We see that this definition used by the Commission is similar to the functional definition used in ILO-169 to define "tribal" peoples.

The second case is a set of two cases, Moiwana v Suriname and Saramaka v. Suriname. Both cases are about descendants of slaves, taken from Africa to Suriname, who fled and established themselves as distinct communities in Suriname in the 1700s and onwards. These groups were clearly not an indigenous people by the "pre-colombian" definition (being forced to the area by colonisation). But the court said that, in the question of their property rights: "this Court has held that, in the case of indigenous communities who have occupied their ancestral lands in accordance with customary practices –yet who lack real title to the property – mere possession of the land should suffice to obtain official recognition of their communal ownership

(...) The Moiwana community members are not indigenous to the region; according to the proven facts, Moiwana Village was settled by N’djuka clans late in the 19th Century

(...) the Moiwana community members, a N’djuka tribal people, possess an “all-encompassing relationship” to their traditional lands, and their concept of ownership regarding that territory is not centered on the individual, but rather on the community as a whole. Thus, this Court’s holding with regard to indigenous communities and their communal rights to property under Article 21 of the Convention must also apply to the tribal Moiwana community members: their traditional occupancy of Moiwana Village and its surrounding lands – which has been recognized and respected by neighboring N’djuka clans and indigenous communities over the years (supra paragraph 86(4)) – should suffice to obtain State recognition of their ownership."

Concluding thoughts

So, legally, indigenous rights are reserved for groups that, as the African Commission states: (1) occupies a specific territory; (2) are culturally distinct; (3) identify as, and are recognised as, a distinct group, and; (4) have an experience of marginalisation or similar.

Also, for groups that: (1) predate colonisation, conquest or/and modern state borders and (2) have retained their culture, institutions, way of life and more.

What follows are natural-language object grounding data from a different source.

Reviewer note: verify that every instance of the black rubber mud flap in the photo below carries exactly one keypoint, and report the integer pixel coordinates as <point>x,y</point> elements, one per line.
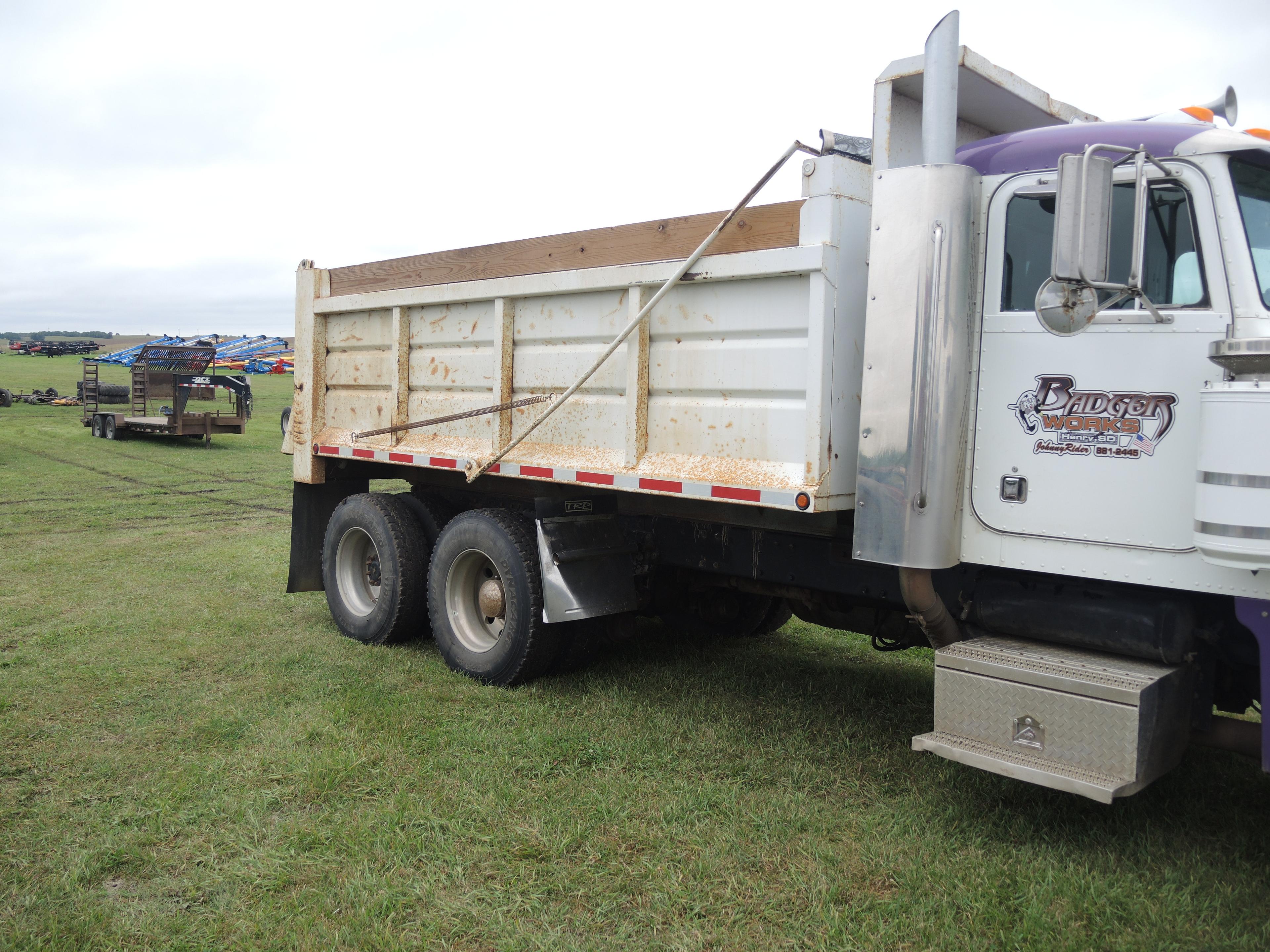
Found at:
<point>312,507</point>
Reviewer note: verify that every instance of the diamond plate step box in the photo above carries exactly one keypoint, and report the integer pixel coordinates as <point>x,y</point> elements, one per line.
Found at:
<point>1086,723</point>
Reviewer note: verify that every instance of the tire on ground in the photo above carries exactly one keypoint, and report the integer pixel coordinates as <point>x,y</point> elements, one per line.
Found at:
<point>373,565</point>
<point>487,560</point>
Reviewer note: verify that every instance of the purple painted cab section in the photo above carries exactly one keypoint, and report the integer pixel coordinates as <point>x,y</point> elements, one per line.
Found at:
<point>1036,150</point>
<point>1254,615</point>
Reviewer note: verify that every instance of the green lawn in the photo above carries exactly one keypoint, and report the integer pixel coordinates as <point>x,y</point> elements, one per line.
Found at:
<point>191,758</point>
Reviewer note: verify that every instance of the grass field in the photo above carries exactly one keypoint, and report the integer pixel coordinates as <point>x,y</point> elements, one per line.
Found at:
<point>191,758</point>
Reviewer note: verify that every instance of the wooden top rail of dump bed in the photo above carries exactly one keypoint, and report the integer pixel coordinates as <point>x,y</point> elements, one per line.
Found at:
<point>755,229</point>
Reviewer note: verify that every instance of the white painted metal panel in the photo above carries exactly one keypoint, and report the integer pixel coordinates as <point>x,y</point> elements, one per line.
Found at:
<point>728,373</point>
<point>715,397</point>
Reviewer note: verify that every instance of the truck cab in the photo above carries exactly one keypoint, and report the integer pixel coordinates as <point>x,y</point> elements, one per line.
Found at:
<point>999,385</point>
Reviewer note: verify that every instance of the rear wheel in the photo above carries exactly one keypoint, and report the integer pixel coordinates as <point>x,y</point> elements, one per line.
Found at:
<point>486,598</point>
<point>374,563</point>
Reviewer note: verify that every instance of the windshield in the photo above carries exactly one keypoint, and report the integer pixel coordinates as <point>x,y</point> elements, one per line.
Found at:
<point>1253,187</point>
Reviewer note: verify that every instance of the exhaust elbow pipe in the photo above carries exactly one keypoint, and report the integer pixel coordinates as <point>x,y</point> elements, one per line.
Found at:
<point>928,609</point>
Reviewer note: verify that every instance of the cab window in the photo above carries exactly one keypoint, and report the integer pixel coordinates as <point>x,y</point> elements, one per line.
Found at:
<point>1173,276</point>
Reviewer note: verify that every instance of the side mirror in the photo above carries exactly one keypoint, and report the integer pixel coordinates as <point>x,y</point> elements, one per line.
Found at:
<point>1082,220</point>
<point>1069,302</point>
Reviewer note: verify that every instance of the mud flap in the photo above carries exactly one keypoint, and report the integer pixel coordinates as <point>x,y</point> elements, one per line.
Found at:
<point>588,568</point>
<point>312,506</point>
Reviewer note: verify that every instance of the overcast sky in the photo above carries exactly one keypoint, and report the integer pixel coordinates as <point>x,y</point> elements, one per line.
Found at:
<point>164,167</point>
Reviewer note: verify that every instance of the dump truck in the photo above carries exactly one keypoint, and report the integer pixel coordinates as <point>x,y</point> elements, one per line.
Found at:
<point>997,385</point>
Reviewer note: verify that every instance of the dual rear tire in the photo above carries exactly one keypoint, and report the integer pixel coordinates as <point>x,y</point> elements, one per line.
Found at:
<point>397,565</point>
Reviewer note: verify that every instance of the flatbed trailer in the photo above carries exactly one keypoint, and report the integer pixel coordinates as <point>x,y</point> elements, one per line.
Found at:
<point>955,397</point>
<point>177,374</point>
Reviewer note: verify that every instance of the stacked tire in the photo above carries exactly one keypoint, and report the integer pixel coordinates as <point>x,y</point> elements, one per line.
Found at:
<point>107,393</point>
<point>403,567</point>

All peoples that fit either of those definitions can be called indigenous. Alternatively, indigenous can be used more narrowly to mean only those that qualify by the latter definition. If so, one can use the term "tribal" (or some other word, given that tribal can have negative connotations) for the other people that qualify by the first definition but not the latter.

Because law focuses more on who needs rights rather than historical accuracy of a definition, I don't consider it hugely important whether one uses "indigenous" for all of these situations, or prefers to say that both "indigenous" and "tribal" peoples are protected by indigenous rights.

This definition should also explain why we don't talk of the Icelandic people as indigenous. There is no other people to which we can compare them and say that they are distinct, marginalised, or have had to "retain" their culture, even if they are indigenous to the area in a grammatical sense. Really, they don't need indigenous rights.

Lastly it's worth mentioning that non-indigenous peoples (of course) also have a right to self-determination, and courts have recognised that for groups ranging from the Québécois to the English-speaking Cameroons. Being defined as "indigenous" is important, but not the legal be all end all.